A display device includes a light-emission control circuit that generates a light-emission signal to control light emission of a light-emitting element. The light-emission signal has a duty ratio that is equal to or less than approximately 90% of the duty ratio of a parking voltage applied to the light-emitting element. The parking voltage is a voltage applied to the light-emitting element when it is not actively emitting light, helping to maintain stability and reduce power consumption. By limiting the duty ratio of the light-emission signal relative to the parking voltage, the display device can improve efficiency and reduce flicker or other visual artifacts. The light-emission control circuit may include a comparator that compares the light-emission signal with a reference signal to generate a control signal, which is then used to drive the light-emitting element. The reference signal may be derived from the parking voltage or another stable voltage source. This configuration ensures precise control over the light-emission duty cycle while maintaining display performance. The invention is particularly useful in high-resolution or high-brightness displays where power efficiency and image quality are critical.
5. The display device of claim 4, wherein the stress period includes a first stress period before the sampling period, and a second stress period between the sampling period and the emission period.
A display device includes a pixel circuit with a driving transistor for controlling current flow to a light-emitting element. The device addresses the problem of image retention and degradation in organic light-emitting diode (OLED) displays by managing stress applied to the driving transistor and light-emitting element. The pixel circuit includes a storage capacitor for storing a data voltage, a compensation transistor for compensating threshold voltage variations in the driving transistor, and a switching transistor for controlling data voltage application. The display device operates in multiple periods: an initialization period to reset the pixel circuit, a sampling period to store the data voltage in the storage capacitor, an emission period to drive the light-emitting element, and a stress period to apply controlled stress to the driving transistor and light-emitting element. The stress period is divided into a first stress period before sampling and a second stress period between sampling and emission. This segmentation allows for precise control of stress application, reducing degradation while maintaining display performance. The driving transistor's gate-source voltage is adjusted during stress periods to minimize threshold voltage shift, and the light-emitting element's luminance is controlled to prevent overstress. The device improves display longevity and image quality by dynamically managing stress conditions.

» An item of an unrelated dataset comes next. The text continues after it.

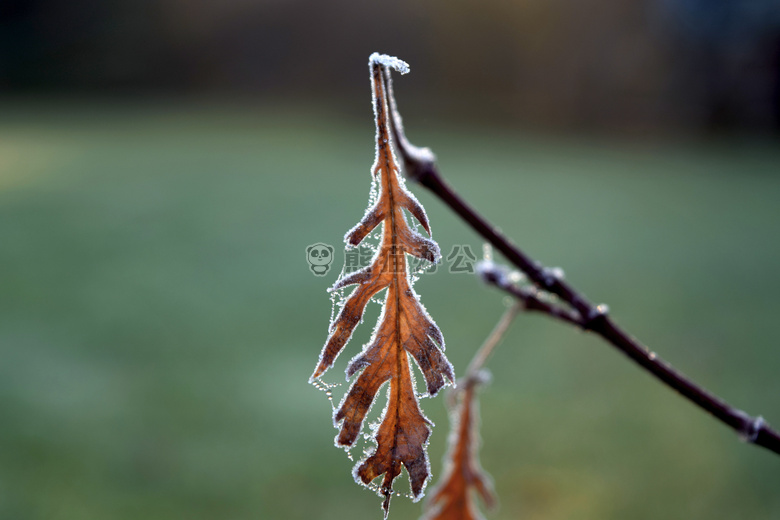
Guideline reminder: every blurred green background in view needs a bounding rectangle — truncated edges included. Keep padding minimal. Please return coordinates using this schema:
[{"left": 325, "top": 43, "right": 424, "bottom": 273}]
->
[{"left": 0, "top": 0, "right": 780, "bottom": 520}]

7. The display device of claim 6, wherein the frequency of the stress period is two or more times the operation frequency.
A display device includes a stress period during which a stress voltage is applied to a display element to reduce image retention. The stress period is synchronized with the operation frequency of the display device, ensuring the stress voltage is applied at regular intervals. The frequency of the stress period is set to be two or more times the operation frequency, allowing for more frequent application of the stress voltage to effectively mitigate image retention. The display device may include a timing controller that generates timing signals to control the application of the stress voltage, ensuring proper synchronization with the display's operation. The stress voltage is applied to the display element during the stress period, counteracting residual charge buildup that causes image retention. This method improves display performance by reducing visible artifacts over time. The display device may be an organic light-emitting diode (OLED) display or other types requiring stress voltage application to maintain uniformity. The stress period frequency is adjusted based on the operation frequency to optimize image retention correction without disrupting normal display operation.

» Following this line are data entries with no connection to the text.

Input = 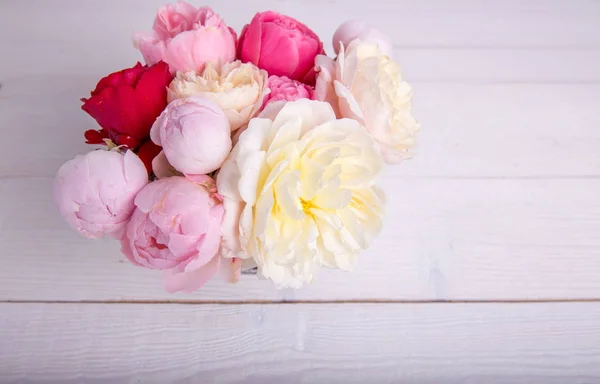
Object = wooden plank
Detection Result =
[0,303,600,384]
[0,82,600,178]
[0,175,600,301]
[0,0,600,49]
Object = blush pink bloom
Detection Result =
[238,11,324,84]
[332,20,393,56]
[262,76,313,108]
[54,150,148,238]
[121,176,224,292]
[133,1,237,74]
[150,97,231,175]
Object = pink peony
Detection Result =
[134,1,237,73]
[238,11,324,84]
[54,150,148,238]
[262,76,313,108]
[150,97,231,175]
[121,176,225,292]
[332,20,393,56]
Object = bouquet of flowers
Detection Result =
[54,1,419,292]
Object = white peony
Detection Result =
[168,60,269,131]
[217,99,384,288]
[315,40,419,164]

11. The display device of claim 3, wherein the light-emission signal changes to a turn-on level when at least 3 horizontal periods have elapsed after the first bias transistor is turned off.
A display device includes a pixel circuit with a light-emitting element and a drive transistor for controlling current to the element. The circuit also includes a first bias transistor that, when turned on, sets the drive transistor to a predetermined bias state. The light-emission signal controls the light-emitting element's activation. In this variant, the light-emission signal transitions to a turn-on level only after at least three horizontal periods have passed since the first bias transistor was turned off. This delay ensures stable operation by allowing sufficient time for the drive transistor to settle into its bias state before the light-emitting element is activated, preventing flicker or inconsistent brightness. The horizontal periods correspond to the time taken to scan one row of pixels in the display, ensuring synchronization with the display's refresh cycle. The bias transistor's turn-off and the subsequent delay help stabilize the drive transistor's current, improving display uniformity and image quality. This technique is particularly useful in high-resolution or high-refresh-rate displays where rapid transitions could otherwise cause visual artifacts.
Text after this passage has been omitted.